Considering the prominent position which the English archers held in warfare for five centuries, we may well wonder that neither the French nor Scots attempted to imitate them; but in the former case the nobles are said to have feared lest the trained vassals might turn their shafts on their lords, and in the latter it may be said that the national character of the Scotch is opposed to learning anything from those they brand as "foreigners." It will also appear how necessary it is that our combatants, whether Volunteers, Militia, or Regulars, should be furnished with the best weapons attainable and trained to the highest point of efficiency, so that we may not have to take lessons in shooting from the Transvaal, or from Germany in tactics and strategy.
We know not if Mr. Barrett is a member of the military profession, or has ever seen actual service, but he certainly possesses the eye and the acumen of a trained soldier; his descriptions of positions and encampments are clear and accurate, and he exhibits, when needed, the sound judgment of a skilled antiquarian. His impartiality, too, merits both praise and imitation. While vindicating the military character of Prince Rupert, which almost all previous historians have depreciated, he exposes the timidity and vacillation of the Parliamentarian chiefs, the more unaccountable as some of them, such as Essex and the two Wailers, had served under the great Gustavus Adolphus, who was not likely to tolerate hesitation. He does as ample justice to the stubborn valour of Newcastle's " White Coats " as to the discipline and firmness of the London Trainbands and Haslerig's " Black Lobsters," and his well-merited eulogy of the Somerset peasants who died in their ranks at Sedgmoor will furnish a rebuke to the sarcasms of the Irish novelist, Griffin. It may here be noticed that the Orange scarf worn by the officers of the Parliament proves that the political significance of that colour is not derivable from 'William III., but from his ancestor, William the Silent martyr for liberty of conscience.

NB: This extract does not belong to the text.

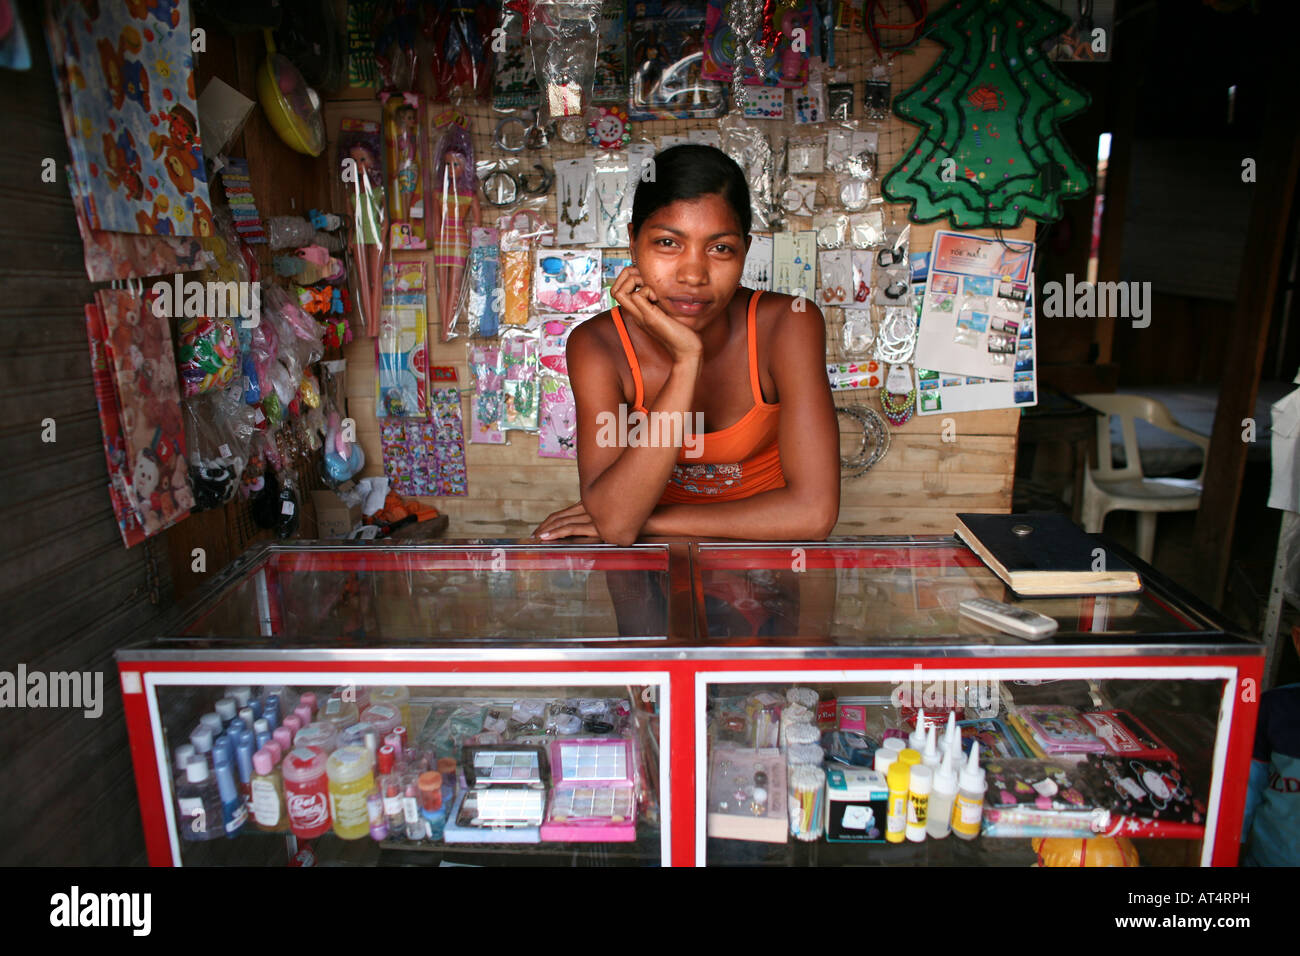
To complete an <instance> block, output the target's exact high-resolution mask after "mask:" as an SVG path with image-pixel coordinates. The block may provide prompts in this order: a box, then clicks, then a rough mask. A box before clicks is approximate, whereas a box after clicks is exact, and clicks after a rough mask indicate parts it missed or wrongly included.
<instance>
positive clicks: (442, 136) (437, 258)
mask: <svg viewBox="0 0 1300 956" xmlns="http://www.w3.org/2000/svg"><path fill="white" fill-rule="evenodd" d="M432 198H433V208H432V211H430V213H429V215H430V220H429V237H430V245H432V247H433V278H434V287H435V290H437V297H438V320H439V321H441V323H442V339H443V341H445V342H446V341H451V339H452V338H454V337H455V334H456V333H455V319H456V300H458V298H459V297H460V286H461V284H463V281H464V273H465V261H467V260H468V259H469V230H471V229H472V228H474V226H477V225H480V222H481V221H482V208H481V206H480V202H478V177H477V173H476V172H474V147H473V142H471V139H469V130H467V129H465V126H464V125H461V122H460V121H459V117H452V118H451V120H450V121H448V122H446V125H445V127H443V129H442V135H441V137H439V138H438V143H437V146H435V147H434V151H433V193H432Z"/></svg>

It is not pleasant, and is even unamiable, to seek for errors in a work of such careful accuracy ; but we think our author is mistaken in making an army, advancing from Northumber- land towards London, march on Watling Street, it being generally held that this so-called Roman road ran diagonally from London to Chester, and would therefore be altogether out of the way. The augmentation to the armorial bearings of the Waller family is not connected with Agincourt, but with Poitiers, where King John of France was unhorsed by the lance of David Waller, of Groombridge in Kent.

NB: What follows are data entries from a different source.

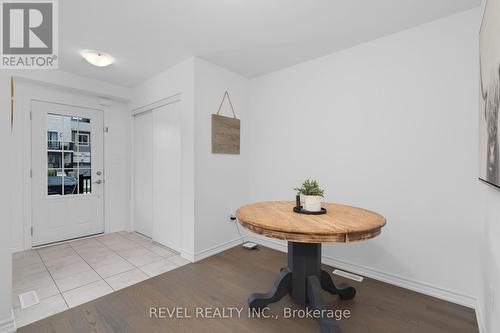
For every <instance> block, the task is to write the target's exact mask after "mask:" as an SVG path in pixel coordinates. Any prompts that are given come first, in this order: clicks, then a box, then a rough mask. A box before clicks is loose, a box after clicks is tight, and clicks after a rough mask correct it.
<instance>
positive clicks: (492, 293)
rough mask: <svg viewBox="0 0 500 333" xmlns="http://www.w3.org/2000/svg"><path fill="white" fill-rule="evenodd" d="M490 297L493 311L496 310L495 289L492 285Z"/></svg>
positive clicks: (490, 292) (490, 307) (490, 299)
mask: <svg viewBox="0 0 500 333" xmlns="http://www.w3.org/2000/svg"><path fill="white" fill-rule="evenodd" d="M489 298H490V308H491V311H494V310H495V289H493V288H492V287H490V292H489Z"/></svg>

We would direct the reader's special attention to the just and sensible account given of a mediaeval line of battle, so different from that which poets and painters seem to have combined to impose on us, as also his remarks on the long marches so frequently accomplished in the feudal period and by Cromwell's Ironsides. Selections from this book might well be studied and commented on at Sandhurst, and even in the seminaries which profess to prepare for that Institution.